Indeed, the whole feeling of the Boxster is that of a race car in street clothing. Because of its mid-engined layout, the car is amazingly stable. The tuned suspension makes it ride a little harder, but there’s no having to saw back and forth on the steering wheel while cornering…..no compensating for oversteer or understeer. Just pick your line and hit it. As the owner of a Morgan, I’m used to sawing away on the steering wheel as I corner, and it took me awhile to get used to the fact that with the Boxster, it’s simply not necessary. The back end is not going to break away or try to swap places with the front. I could have spent all day on the track with the S.
Having said that, I would be remiss if I didn’t point out a few things. First of all, the Boxster S goes out the door for about $71,120 before taxes and options. And my test car also had one dead headlight and a traction control light that flickered on and off all the time. No big deal, I suppose, and the car was being run pretty hard, but for this kind of money, I expect no glitches whatsoever.

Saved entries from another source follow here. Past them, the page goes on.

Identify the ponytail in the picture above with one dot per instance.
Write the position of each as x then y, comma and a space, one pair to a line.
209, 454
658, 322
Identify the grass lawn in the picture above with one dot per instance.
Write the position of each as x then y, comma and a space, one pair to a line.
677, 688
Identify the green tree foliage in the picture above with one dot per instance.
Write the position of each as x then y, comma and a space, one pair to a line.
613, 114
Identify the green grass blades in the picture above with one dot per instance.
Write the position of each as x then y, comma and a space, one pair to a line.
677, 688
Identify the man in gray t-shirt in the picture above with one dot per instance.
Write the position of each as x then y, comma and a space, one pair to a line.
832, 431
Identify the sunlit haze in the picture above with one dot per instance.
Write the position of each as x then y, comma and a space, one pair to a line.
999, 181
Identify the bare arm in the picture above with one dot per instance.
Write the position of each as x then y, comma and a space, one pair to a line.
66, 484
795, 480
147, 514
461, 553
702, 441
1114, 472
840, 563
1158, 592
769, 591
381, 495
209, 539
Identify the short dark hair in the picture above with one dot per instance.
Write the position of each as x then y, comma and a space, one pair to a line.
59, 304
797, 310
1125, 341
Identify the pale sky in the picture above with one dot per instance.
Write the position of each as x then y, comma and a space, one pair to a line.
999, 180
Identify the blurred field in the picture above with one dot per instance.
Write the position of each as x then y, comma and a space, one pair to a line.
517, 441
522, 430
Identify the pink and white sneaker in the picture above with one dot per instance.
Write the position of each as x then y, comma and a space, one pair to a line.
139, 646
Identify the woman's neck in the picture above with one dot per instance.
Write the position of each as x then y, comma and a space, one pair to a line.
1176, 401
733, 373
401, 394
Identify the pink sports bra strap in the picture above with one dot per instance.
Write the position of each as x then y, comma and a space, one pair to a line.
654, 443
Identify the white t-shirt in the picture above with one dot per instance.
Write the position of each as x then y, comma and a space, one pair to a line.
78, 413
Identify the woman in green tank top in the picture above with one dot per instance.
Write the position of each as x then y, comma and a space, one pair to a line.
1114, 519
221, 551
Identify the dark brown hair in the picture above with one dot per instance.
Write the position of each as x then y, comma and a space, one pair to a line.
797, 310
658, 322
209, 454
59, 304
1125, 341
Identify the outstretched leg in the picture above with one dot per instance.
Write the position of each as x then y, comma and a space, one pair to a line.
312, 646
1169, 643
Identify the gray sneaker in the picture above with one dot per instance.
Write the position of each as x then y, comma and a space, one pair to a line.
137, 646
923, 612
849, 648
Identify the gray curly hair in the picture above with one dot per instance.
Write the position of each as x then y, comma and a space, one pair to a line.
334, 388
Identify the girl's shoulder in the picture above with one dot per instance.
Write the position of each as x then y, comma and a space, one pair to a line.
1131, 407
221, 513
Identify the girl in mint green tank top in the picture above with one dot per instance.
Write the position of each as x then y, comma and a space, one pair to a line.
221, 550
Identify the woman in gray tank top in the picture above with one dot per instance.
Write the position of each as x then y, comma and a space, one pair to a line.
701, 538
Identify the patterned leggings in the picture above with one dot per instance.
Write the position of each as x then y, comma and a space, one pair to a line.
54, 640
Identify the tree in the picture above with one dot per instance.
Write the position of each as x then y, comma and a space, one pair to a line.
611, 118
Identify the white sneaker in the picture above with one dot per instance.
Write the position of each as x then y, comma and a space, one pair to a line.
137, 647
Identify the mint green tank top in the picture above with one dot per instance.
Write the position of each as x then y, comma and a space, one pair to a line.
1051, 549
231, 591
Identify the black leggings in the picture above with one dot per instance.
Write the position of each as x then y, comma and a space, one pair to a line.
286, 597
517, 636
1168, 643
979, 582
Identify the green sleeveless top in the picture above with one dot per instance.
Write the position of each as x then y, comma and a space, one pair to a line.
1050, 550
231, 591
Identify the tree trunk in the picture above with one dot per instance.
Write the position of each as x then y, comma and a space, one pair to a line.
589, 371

But to get back to my original question: what makes Porsches so special? It’s simple, really. They accelerate, handle, and brake better than at least 90% of the cars on the road. And if you like to drive with enthusiasm, that’s the whole enchilada.
SIDEBAR - Carrera C4
Porsche also brought along a few 911s for us to try, and I spent some quality seat time with the all-wheel-drive turbocharged C4, with one-time LeMans winner and perennial Porsche campaigner, Hurley Haywood, riding shotgun and giving me pointers. After finding the best lines, adjusting to the phenomenal power - 300 hp - and realizing that the C4 sticks to the pavement like you-know-what to a blanket, I started to gain in confidence and drive the car the way it’s meant to be driven. Mission is probably too tight a track for a heavyweight powerhouse like the C4 to really strut its stuff, but, thanks (again!) to those magnificent brakes and instant power, it makes pretty short work of the track. Although the road surface was still wet in places, I found that I could hit around 230 km/h on the pit stretch and get on the power through the turns without worrying about it, thanks to the cars traction control system. The 911 has almost no turbo lag and I could do most of the track in either 2nd or 3rd gear…..4th on the straightaway. When I pitted, after a particularly entertaining couple of laps, one of the corner workers came over and said: “You’re running about one minute per lap.” As far as I know, that’s Formula Atlantic territory at Mission Raceway and is more of a testament to the performance of the C4 than my driving ability. And, despite his curmudgeonly reputation, I found Hurley Haywood to be a model of patience and encouragement.